Nispeten küçük ve basit görünen çelik bir heykel serginin merkezinde yer alıyor. Biçimi bir tasarım sandalyesini andırıyor ancak oturan insan formuyla herhangi bir uyumluluğun inkarında. İşlev kaybolmuş ancak metafor ata binme eyleminde olduğu gibi aktif: İş “Atlar” başlığını taşıyor. Üzerinde Faber Castell logosunun elle yapılmış bir kopyasını sergileyen küçük Tyvek kağıt parçasının perspektifinden bakıldığında, bir çerçeveye dönüşüyor. Atı dizginlemek, canlı maddeyi eğitmek, kendi bedenini evcilleştirmek: yüzyıllar boyunca maddi, duygusal, organik ve kültürel kaynaklardan yararlanan bir yapım ve endüstriyel üretim arkeolojisi burada başlayabilir. Sürtünme ve uyumlanma bu ve sergilenen diğer birçok çalışmanın merkezinde yer alıyor: çizim, iki yüzey arasında basınç uygulayarak, renkli bir kalemi kağıt üzerinde iterek elde edilen transfer tekniği kullanılarak üretilmiş. Sürtünme, silmeye neden olduğu kadar izi de yaratır. Aynı şey, malzemenin, bu durumda ahşabın, boyanmış, delinmiş, kazınmış, oyulmuş, doldurulmuş ve cilalanmış haliyle somutlaşan hafızanın bir metaforu olarak erozyonun merkeze yerleştiği büyük enstalasyon parçalarından biri olan “Aileyle Kahvaltı” için de söylenebilir. Tıpkı sanatçının “Açık Ameliyat “ın mekanik gövdesinden uzanan silikon dikiş takımlarının ve çantaların yüzeylerini kaplayan kasten amatörce attığı dikişler gibi: Yumuşak doku üzerinde farklı biçimlerde yaralar, yara dokusu üzerinde dolgular ve dikişlerden oluşan bir envanter. Cem’in işlerinde madde ve maddi süreçler, kolektif ve bireysel travma katmanlarını temsil ediyor. Sevgi ve olasılık hesapları birbiriyle bağdaşabilir mi? “ Sevgi koşullu olduğunda, kalplerimizin koşulsuz olarak kırılacağı gerçeğinden” bahsediyor. “Yoksa aşık mıyım?” ikiz küçük canavarları, ateşi, tehlikeyi ve yön saptırmayı içerdiği kadar sıcaklık ve ışığı, telefonlarımızın milyonlarca küçük güneşini de içeriyor. Aşk bir soru olarak kalır, asla bir beyana dönüşmez. Salt olasılığı bile, tıpkı gerçek hayattaki yakınlıkta olduğu gibi, çevrimiçi ve parasosyal ilişkilerin karakteristik özellikleri olan savunma taktikleri, korkutucu duruş ve ironi tarafından hızla altüst edilir. 

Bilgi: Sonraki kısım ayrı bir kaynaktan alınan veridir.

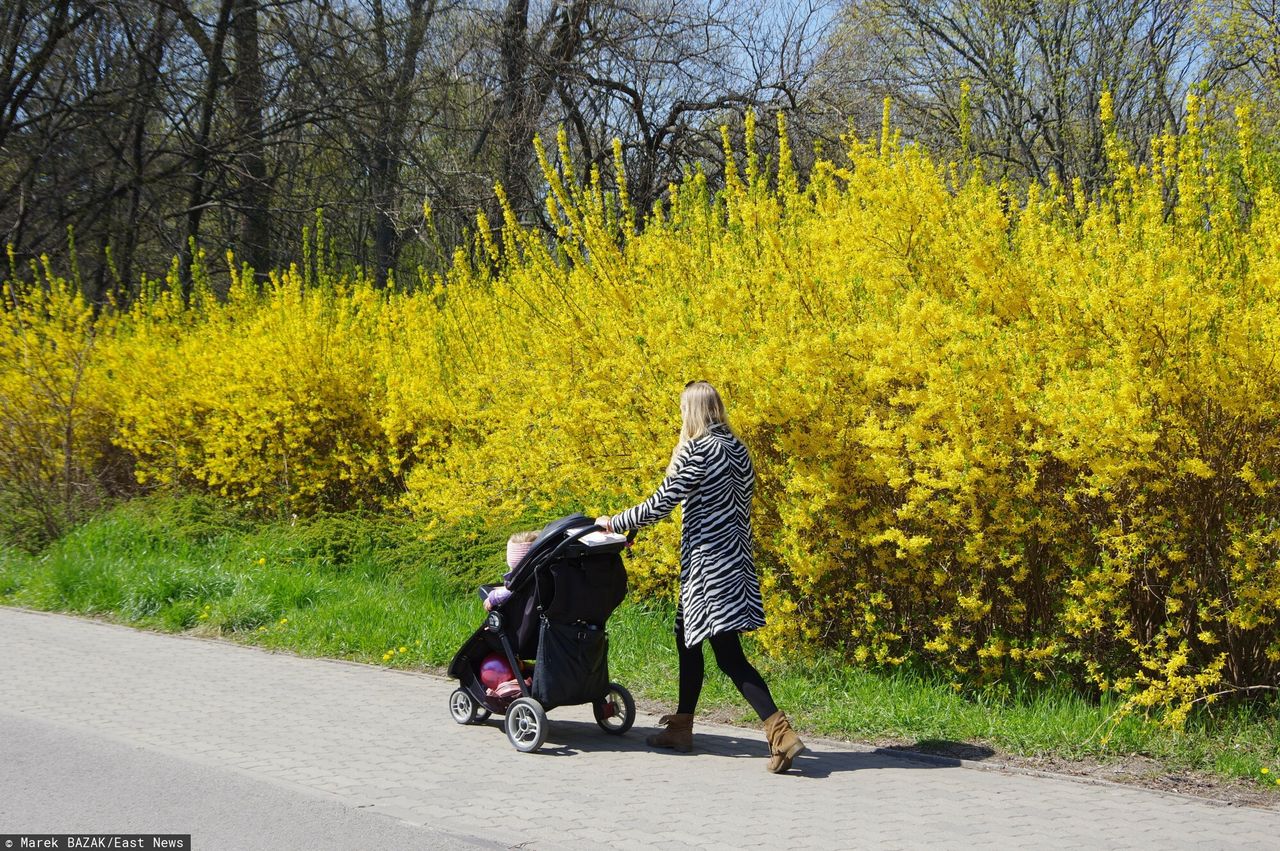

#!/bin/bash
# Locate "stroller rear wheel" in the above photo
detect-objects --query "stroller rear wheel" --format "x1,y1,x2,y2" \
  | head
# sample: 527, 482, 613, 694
506, 697, 547, 754
591, 682, 636, 736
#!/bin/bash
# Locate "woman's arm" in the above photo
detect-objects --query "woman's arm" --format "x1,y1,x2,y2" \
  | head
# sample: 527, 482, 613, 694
609, 441, 707, 532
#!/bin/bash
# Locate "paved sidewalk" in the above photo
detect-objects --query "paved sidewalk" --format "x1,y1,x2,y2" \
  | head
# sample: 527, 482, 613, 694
0, 608, 1280, 851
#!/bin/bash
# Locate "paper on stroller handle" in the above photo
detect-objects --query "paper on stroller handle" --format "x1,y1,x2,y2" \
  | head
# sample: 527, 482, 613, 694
564, 526, 627, 546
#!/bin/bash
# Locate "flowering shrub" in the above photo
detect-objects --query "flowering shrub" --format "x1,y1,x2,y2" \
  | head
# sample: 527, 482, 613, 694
4, 102, 1280, 723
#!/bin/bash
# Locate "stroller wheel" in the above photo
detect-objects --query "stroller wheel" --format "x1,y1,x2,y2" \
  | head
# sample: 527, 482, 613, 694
449, 688, 476, 724
591, 682, 636, 736
507, 697, 547, 754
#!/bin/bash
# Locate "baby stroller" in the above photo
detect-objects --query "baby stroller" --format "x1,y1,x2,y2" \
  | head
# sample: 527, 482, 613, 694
449, 514, 636, 754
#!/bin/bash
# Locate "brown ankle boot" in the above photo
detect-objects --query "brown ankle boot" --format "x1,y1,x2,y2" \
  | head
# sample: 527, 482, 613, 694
645, 713, 694, 754
764, 710, 804, 774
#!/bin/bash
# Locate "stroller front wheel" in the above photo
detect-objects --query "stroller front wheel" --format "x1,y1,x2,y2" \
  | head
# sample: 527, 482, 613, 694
506, 697, 547, 754
449, 688, 476, 724
591, 682, 636, 736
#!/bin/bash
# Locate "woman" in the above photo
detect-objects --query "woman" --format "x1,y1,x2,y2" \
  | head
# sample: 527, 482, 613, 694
595, 381, 804, 773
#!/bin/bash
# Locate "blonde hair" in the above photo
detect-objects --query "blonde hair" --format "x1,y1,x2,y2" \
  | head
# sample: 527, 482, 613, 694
667, 381, 732, 475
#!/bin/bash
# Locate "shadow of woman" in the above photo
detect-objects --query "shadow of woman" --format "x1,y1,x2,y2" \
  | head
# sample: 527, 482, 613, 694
485, 718, 995, 778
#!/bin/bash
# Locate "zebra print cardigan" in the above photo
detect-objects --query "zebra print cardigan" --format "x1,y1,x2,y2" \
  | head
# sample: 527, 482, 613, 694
609, 424, 764, 648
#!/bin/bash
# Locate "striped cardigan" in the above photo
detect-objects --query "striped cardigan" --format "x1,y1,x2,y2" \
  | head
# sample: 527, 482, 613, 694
609, 424, 764, 648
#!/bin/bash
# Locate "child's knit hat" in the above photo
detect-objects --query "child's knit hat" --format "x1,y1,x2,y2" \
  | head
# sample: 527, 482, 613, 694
507, 541, 534, 569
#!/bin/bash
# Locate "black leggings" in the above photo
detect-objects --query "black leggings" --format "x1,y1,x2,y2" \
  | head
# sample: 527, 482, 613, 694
676, 617, 778, 720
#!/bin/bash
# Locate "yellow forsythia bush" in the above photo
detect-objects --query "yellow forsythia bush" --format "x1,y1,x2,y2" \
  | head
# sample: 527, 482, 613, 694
4, 102, 1280, 722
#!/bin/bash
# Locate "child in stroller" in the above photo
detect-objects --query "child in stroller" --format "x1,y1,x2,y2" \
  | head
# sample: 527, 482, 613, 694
448, 514, 635, 752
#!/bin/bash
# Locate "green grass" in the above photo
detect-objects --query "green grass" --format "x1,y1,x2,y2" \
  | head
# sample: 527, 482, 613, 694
0, 498, 1280, 793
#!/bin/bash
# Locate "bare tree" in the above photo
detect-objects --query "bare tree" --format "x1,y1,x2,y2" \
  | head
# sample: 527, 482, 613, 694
844, 0, 1203, 186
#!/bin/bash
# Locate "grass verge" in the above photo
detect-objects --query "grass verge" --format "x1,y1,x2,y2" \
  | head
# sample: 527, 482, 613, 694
0, 498, 1280, 800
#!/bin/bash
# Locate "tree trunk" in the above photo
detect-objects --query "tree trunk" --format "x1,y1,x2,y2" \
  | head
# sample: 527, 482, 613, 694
232, 0, 271, 279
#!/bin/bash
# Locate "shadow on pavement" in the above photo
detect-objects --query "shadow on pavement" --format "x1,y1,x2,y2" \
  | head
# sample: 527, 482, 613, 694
484, 717, 995, 778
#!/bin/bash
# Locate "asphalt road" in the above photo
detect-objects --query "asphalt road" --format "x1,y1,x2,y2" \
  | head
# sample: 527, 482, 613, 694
0, 713, 506, 851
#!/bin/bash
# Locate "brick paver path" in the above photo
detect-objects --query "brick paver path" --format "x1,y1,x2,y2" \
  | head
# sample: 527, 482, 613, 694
0, 608, 1280, 851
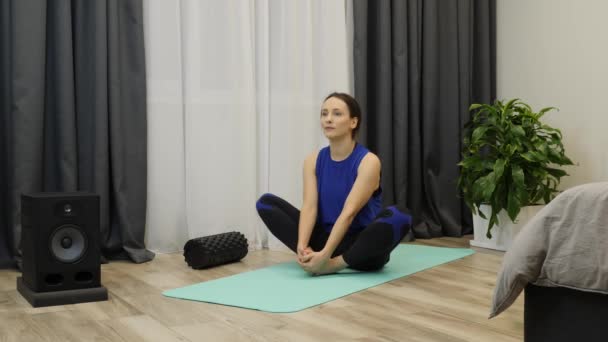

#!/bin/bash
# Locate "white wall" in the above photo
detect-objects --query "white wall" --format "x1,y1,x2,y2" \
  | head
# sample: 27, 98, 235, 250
497, 0, 608, 189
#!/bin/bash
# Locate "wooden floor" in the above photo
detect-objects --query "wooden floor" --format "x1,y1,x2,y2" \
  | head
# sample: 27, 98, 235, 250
0, 237, 523, 342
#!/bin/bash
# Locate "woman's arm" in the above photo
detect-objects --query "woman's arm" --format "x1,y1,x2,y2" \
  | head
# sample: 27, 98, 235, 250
297, 151, 319, 256
321, 152, 381, 258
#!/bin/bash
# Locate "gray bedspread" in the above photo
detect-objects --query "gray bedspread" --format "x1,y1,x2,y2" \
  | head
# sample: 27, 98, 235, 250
490, 182, 608, 318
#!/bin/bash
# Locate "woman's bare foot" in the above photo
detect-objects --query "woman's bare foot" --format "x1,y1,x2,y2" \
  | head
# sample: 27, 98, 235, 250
315, 255, 348, 275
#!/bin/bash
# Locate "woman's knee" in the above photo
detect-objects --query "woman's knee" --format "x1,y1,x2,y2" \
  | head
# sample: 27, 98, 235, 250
255, 193, 277, 211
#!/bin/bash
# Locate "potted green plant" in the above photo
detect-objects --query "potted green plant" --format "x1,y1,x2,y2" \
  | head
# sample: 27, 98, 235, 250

Çoğunlukla maddenin halleri arasında gezinen bir sürecin üzerinden anlık odak ve biçim toplama girişimleriyle karşı karşıyayız. “Aile ile Kahvaltı” adlı iş, akrilik su mercekleri aracılığıyla görüntülenen beş fotoğraf baskısından oluşuyor. Su merceği, izleyicinin hareketlerine bağlı olarak fotografik görüntü içinde bir ölçek etkileşimi yaratıyor ve görüntüyü bu merkezi gerilim aracılığıyla canlandırıyor: izleyen konumunu değiştirdikçe görüntünün odağı da değişiyor ve sergi alanının geri kalanıyla ilişkisi de dalgalanıyor, anlık olarak akrilik lombozun içine hapsedilmiş su kütlesinden serginin bütünü yansıyor. Bir başka örnekte, “Açık Ameliyat”, kendi buharlaşma metaforunu taşıyan cam bir yapıyla yarı yarıya çevrili; tıpkı bir yoğuşma küpünde veya ısıtılmış bir akvaryumda olduğu gibi, cam yüzey bir madde birikimi tarafından örtülüyor. “Aile ile Kahvaltı “daki sıvı optik bir aygıt işlevi görürken, buradaki buğulandırma etkisi, barındırdığı mekanik bedeni destekleyen koruyucu bir katman olarak ortaya çıkıyor. Odaklanma söz konusu olduğunda gizlilik bir gereklilik olabilir. “Omnipotent”’teki zar zor fark edilen manyetik çizim, su ve şimşeğin iletkenliğiyle sihir yapan bir sualtı otoportresidir, boğulmanın eşiğindeki bir sanatsal aydınlanma anını betimler. 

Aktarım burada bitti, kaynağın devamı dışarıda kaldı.